Люди, рвущиеся к власти, всегда забывают пример Макбета и Клавдия, забывают о том, что несет в себе власть на крови. Большевики избрали новый способ прикрытия преступления: узаконить его. Благое намерение — прекратить мировую войну — обернулось братоубийством, оправданным «классовой борьбой». А ведь еще греческие трагики говорили, что трудно утихомирить «жажду крови», когда «в сердце царит месть», и «горе тому, кто поддерживает ее».
Встряска души в революции переросла в попытку ее изъятия. Громадность, «величие» происходящего, политику про-
тивопоставили личному. Личность отодвинули на второй план (в отличие от христианства и других религий); слова, обращенные к молодым и утверждающие, что мораль — нечто «выгодное тому или иному классу», зоологическое деление на классы само по себе — все это сломало или сгладило у многих внутренний барьер, именуемый совестью, Богом, после чего «все, стало быть, можно». То, что происходит в душе, нельзя изменить разумом. Шок, потерянность человека, сначала рвуще- мятущие, а потом пассивные, продолжались долго, но его не лечили, а вгоняли болезнь вглубь.

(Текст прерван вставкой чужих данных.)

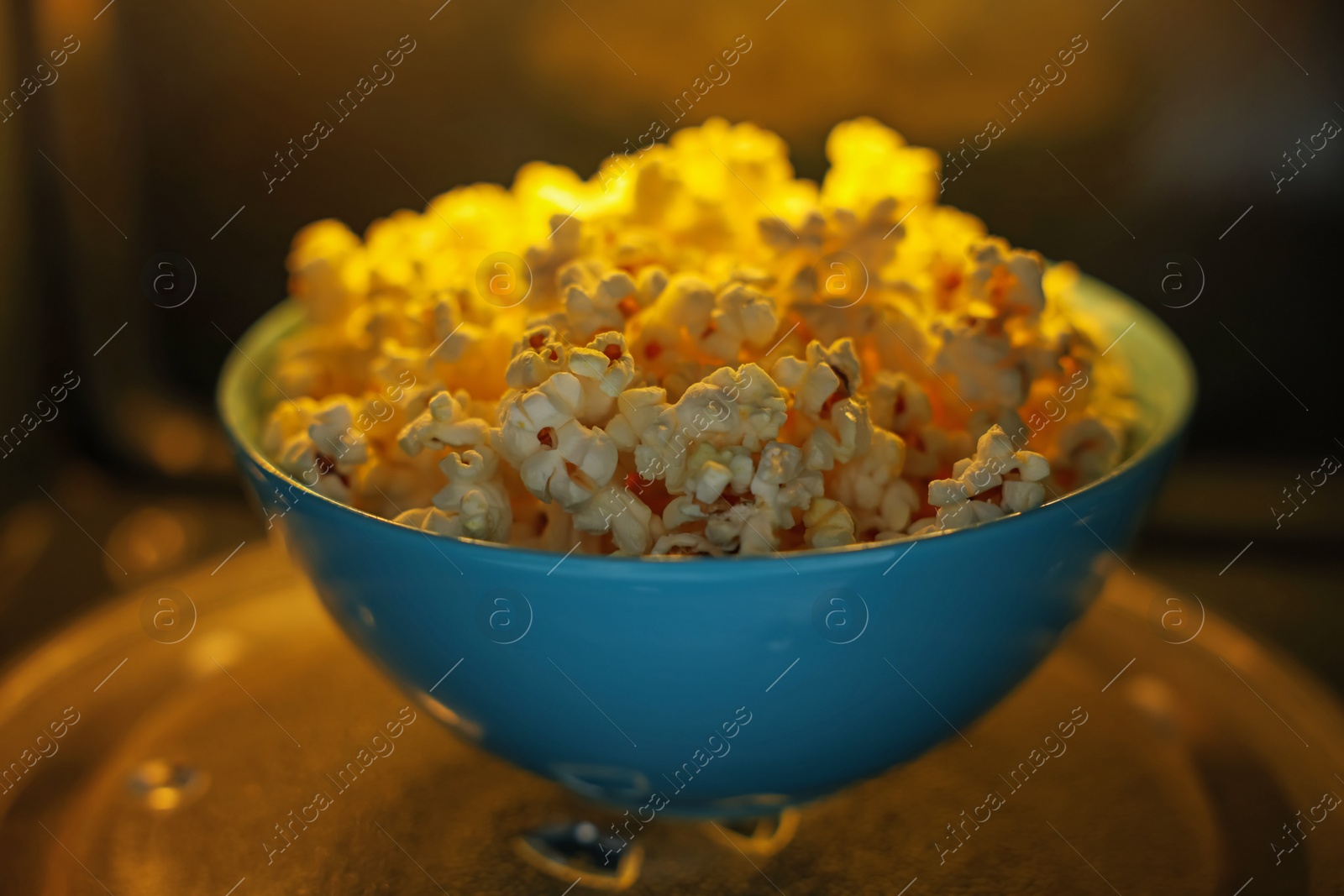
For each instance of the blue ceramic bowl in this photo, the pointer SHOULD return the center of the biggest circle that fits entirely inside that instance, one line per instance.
(719, 687)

Мне революция представляется еще одной потерей. Я не спорю, что не всем жилось хорошо в России (этого не может быть вообще, чтоб абсолютно всем было хорошо), были голодные, униженные, но, несмотря на это, в России была особая душевная тонкость. Ее, той, больше не будет, она ушла вместе с Турбиными, Живаго… Душевная тонкость возродится, я верю, но она уже будет иной.
Люди верующие принимали революцию как Божью кару. Нам надо, я думаю, принять ее так же: это спасет нас от проклятий. Проклинать свое прошлое, как бы ужасно оно ни было, может только нехороший человек. Мы уже имели такой опыт и увидели его плоды. Надо сделать то, что мы не сделали тогда: сострадать прошлому. Даже тем, «через кого приходят грехи». Это очень трудно, но, если задуматься, были ли они счастливы? Что вспоминали?